Gorgeous review, as ever. I couldn’t agree more with Josh’s take on this incredible lens, and his pictures make an amazing job of showing what this little gem is capable of in the right hands. It may seem small and somewhat cheap but make no mistake, this beauty punches well above its weight. I purchased mine the very same day I got my E-M10, which is probably why the 14-42mm kit lens has been locked up in a drawer since then.

I also very much agree with Josh’s conclusion:

Will the 20mm pancake be in my collection forever?
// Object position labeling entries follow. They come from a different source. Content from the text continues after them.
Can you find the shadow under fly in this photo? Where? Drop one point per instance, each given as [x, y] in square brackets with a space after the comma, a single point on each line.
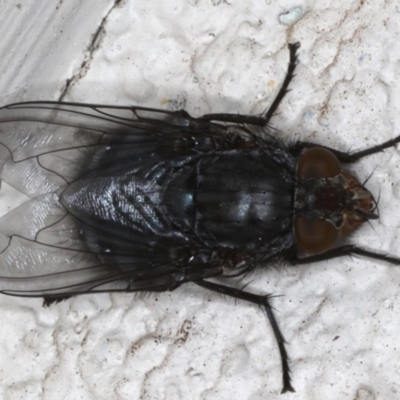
[139, 199]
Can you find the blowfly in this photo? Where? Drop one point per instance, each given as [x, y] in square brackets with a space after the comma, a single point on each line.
[127, 199]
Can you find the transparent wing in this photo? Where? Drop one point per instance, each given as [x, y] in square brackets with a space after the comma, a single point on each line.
[44, 147]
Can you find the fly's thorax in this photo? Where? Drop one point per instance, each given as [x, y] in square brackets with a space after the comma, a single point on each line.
[330, 202]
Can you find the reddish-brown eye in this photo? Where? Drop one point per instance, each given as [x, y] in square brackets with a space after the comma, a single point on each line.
[318, 162]
[314, 235]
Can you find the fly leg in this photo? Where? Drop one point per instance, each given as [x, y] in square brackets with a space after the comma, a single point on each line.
[348, 250]
[264, 119]
[264, 302]
[349, 157]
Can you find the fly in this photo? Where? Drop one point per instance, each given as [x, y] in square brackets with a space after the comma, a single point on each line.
[126, 199]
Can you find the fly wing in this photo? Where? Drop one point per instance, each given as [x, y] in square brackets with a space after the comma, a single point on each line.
[42, 141]
[44, 147]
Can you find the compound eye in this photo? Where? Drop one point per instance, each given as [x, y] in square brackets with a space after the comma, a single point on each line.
[314, 235]
[318, 162]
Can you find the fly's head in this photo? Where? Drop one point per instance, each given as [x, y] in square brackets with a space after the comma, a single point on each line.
[330, 202]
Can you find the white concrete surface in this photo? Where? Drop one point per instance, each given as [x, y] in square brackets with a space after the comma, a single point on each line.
[340, 318]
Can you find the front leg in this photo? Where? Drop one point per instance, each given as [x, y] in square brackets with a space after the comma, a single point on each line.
[262, 120]
[264, 302]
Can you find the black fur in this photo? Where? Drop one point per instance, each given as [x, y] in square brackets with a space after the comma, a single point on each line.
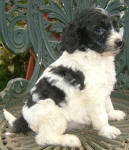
[30, 102]
[45, 90]
[21, 126]
[89, 29]
[74, 78]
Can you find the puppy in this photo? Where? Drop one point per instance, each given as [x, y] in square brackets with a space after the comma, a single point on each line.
[76, 88]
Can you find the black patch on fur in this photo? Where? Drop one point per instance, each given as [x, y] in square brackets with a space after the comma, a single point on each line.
[90, 29]
[72, 77]
[30, 101]
[21, 126]
[45, 90]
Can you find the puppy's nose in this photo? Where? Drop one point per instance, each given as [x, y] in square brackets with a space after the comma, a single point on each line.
[119, 43]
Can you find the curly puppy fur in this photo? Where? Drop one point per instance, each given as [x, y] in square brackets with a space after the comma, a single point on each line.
[75, 89]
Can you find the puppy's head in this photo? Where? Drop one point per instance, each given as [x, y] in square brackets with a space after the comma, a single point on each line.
[94, 29]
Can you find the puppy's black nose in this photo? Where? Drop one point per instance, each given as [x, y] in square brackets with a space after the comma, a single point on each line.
[119, 43]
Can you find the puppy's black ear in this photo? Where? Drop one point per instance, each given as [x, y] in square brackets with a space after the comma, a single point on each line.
[70, 38]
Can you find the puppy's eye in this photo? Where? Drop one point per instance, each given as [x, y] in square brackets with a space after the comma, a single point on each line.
[100, 30]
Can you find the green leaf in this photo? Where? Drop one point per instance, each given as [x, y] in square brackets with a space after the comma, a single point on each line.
[102, 3]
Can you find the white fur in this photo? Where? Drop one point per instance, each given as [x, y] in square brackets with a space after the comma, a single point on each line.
[91, 105]
[9, 117]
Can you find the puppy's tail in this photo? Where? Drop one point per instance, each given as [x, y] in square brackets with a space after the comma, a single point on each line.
[19, 125]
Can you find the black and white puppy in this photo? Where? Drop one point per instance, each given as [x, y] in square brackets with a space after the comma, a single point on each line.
[76, 88]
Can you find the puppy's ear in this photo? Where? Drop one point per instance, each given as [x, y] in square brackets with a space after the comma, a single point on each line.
[70, 38]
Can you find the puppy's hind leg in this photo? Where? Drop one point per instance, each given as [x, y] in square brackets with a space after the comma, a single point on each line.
[49, 135]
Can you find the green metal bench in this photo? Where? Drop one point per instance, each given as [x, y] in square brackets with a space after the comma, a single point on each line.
[39, 33]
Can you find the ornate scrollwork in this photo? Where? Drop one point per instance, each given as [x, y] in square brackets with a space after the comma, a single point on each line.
[15, 92]
[13, 19]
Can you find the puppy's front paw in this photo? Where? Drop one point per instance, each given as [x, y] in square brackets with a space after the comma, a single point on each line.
[109, 132]
[116, 115]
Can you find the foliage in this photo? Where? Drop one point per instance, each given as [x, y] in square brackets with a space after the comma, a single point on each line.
[11, 66]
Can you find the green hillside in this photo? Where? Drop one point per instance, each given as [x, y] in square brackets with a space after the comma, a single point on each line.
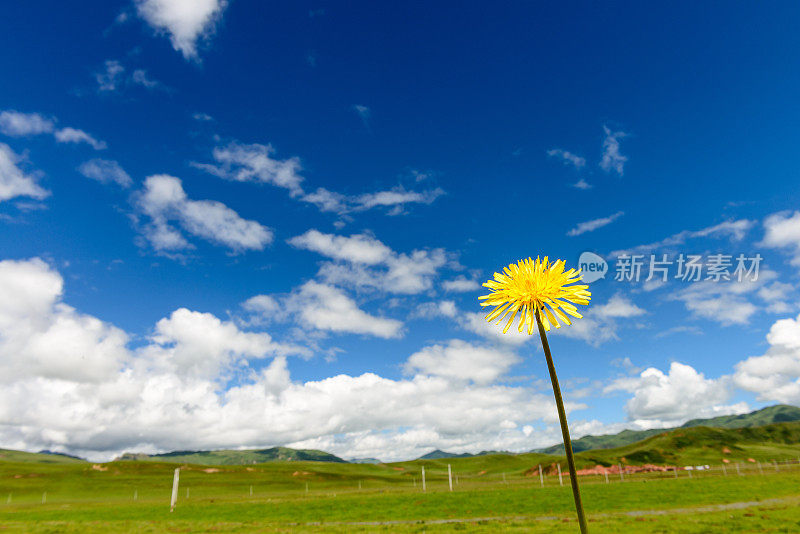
[704, 445]
[772, 414]
[7, 455]
[234, 457]
[780, 413]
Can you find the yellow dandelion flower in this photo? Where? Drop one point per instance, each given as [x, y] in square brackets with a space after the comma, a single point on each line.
[530, 286]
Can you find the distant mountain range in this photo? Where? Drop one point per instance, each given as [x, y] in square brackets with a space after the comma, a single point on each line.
[666, 438]
[438, 455]
[780, 413]
[236, 457]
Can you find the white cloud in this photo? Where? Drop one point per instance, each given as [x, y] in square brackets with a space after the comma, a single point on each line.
[16, 124]
[185, 21]
[73, 135]
[110, 78]
[69, 379]
[782, 231]
[582, 184]
[612, 158]
[735, 230]
[619, 307]
[327, 308]
[359, 248]
[198, 344]
[568, 158]
[670, 399]
[775, 375]
[591, 226]
[729, 302]
[462, 362]
[105, 171]
[163, 199]
[255, 163]
[364, 113]
[461, 284]
[396, 197]
[13, 181]
[600, 322]
[366, 263]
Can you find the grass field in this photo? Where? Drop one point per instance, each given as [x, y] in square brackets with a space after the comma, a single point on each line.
[492, 494]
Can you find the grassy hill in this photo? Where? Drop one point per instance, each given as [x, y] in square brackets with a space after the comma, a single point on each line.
[704, 445]
[7, 455]
[234, 457]
[772, 414]
[780, 413]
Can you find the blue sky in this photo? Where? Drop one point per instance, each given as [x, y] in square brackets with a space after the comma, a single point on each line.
[272, 221]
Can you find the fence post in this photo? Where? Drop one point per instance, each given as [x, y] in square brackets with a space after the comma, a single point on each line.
[450, 477]
[174, 498]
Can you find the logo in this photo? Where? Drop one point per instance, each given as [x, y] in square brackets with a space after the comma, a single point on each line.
[592, 266]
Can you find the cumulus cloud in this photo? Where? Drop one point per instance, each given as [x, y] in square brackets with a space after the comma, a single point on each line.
[326, 308]
[73, 135]
[359, 248]
[14, 182]
[111, 77]
[363, 113]
[568, 158]
[255, 163]
[670, 399]
[366, 263]
[582, 185]
[163, 200]
[613, 160]
[775, 375]
[599, 325]
[42, 337]
[105, 171]
[184, 21]
[198, 344]
[734, 230]
[16, 124]
[461, 284]
[69, 379]
[733, 302]
[462, 362]
[591, 226]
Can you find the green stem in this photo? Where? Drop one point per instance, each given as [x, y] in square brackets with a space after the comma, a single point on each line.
[562, 417]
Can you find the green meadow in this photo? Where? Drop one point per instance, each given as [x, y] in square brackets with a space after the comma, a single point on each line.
[497, 492]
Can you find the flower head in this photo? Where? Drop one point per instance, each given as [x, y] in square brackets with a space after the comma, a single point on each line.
[529, 285]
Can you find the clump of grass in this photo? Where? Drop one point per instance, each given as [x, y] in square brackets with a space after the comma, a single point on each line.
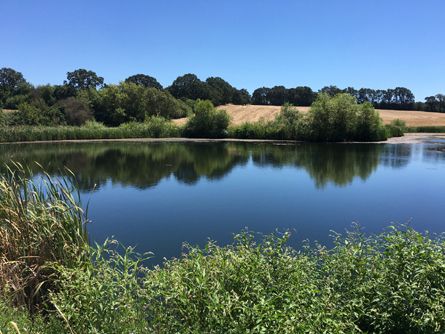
[387, 283]
[41, 223]
[434, 129]
[396, 128]
[153, 127]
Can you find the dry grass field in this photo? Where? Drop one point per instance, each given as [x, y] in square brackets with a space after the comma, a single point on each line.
[254, 113]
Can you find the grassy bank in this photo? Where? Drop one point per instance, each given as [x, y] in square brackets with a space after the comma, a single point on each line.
[53, 281]
[153, 128]
[330, 119]
[426, 129]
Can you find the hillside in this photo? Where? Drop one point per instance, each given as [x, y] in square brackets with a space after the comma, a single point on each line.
[252, 113]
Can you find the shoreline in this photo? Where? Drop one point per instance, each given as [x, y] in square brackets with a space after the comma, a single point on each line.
[408, 138]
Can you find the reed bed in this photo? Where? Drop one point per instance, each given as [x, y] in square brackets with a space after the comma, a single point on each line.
[41, 223]
[53, 281]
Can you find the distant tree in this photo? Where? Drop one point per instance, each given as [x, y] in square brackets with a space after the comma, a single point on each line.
[331, 90]
[76, 110]
[83, 79]
[38, 112]
[126, 102]
[207, 121]
[12, 83]
[62, 92]
[144, 80]
[45, 92]
[435, 103]
[189, 86]
[301, 96]
[221, 92]
[260, 96]
[241, 96]
[277, 95]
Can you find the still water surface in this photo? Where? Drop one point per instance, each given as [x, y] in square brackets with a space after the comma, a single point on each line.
[158, 195]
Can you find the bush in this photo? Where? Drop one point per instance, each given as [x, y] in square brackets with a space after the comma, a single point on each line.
[41, 222]
[76, 110]
[38, 113]
[396, 128]
[387, 283]
[129, 102]
[105, 295]
[341, 118]
[207, 121]
[258, 130]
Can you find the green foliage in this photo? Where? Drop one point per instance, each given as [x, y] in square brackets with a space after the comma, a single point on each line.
[130, 102]
[207, 121]
[153, 127]
[41, 222]
[38, 113]
[258, 130]
[104, 295]
[390, 283]
[340, 118]
[76, 110]
[83, 79]
[13, 88]
[433, 129]
[396, 128]
[144, 80]
[387, 283]
[337, 118]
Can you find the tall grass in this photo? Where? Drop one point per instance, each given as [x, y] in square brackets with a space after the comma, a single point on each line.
[387, 283]
[155, 127]
[435, 129]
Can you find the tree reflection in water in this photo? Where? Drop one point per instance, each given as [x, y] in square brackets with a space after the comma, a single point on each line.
[143, 165]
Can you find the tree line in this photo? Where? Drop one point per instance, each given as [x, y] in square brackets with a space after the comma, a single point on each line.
[84, 95]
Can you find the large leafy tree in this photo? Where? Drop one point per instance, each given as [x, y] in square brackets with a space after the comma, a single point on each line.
[277, 95]
[259, 96]
[12, 83]
[83, 79]
[144, 80]
[189, 86]
[221, 91]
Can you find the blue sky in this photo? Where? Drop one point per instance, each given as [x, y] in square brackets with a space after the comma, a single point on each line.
[359, 43]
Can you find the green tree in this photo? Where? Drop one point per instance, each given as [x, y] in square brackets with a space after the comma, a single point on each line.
[127, 102]
[83, 79]
[260, 96]
[207, 121]
[221, 92]
[76, 110]
[12, 84]
[38, 112]
[241, 96]
[189, 86]
[144, 80]
[341, 118]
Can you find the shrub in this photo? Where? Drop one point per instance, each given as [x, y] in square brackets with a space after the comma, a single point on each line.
[41, 222]
[129, 102]
[258, 130]
[396, 128]
[76, 110]
[38, 113]
[341, 118]
[207, 121]
[104, 295]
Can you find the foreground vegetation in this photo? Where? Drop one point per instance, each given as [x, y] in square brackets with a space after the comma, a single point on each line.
[53, 281]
Probably not. I view this lens like a ninth grade teacher: The subject is capable of teaching you fundamental skills, but may peak in its lesson-giving at some point in time. However, upon return after years away, that teacher can still remind you of the basic skills and drive home something new entirely.

This may sound odd, but I’ve actually been considering selling my 20mm pancake for a while. For all its virtues, I can’t help but feel I’ve sort of outgrown it in the past few months, and I often find myself wanting to explore different focal lengths. In particular, I’ve been wanting to switch over to the Olympus 17mm f/1.8 lens.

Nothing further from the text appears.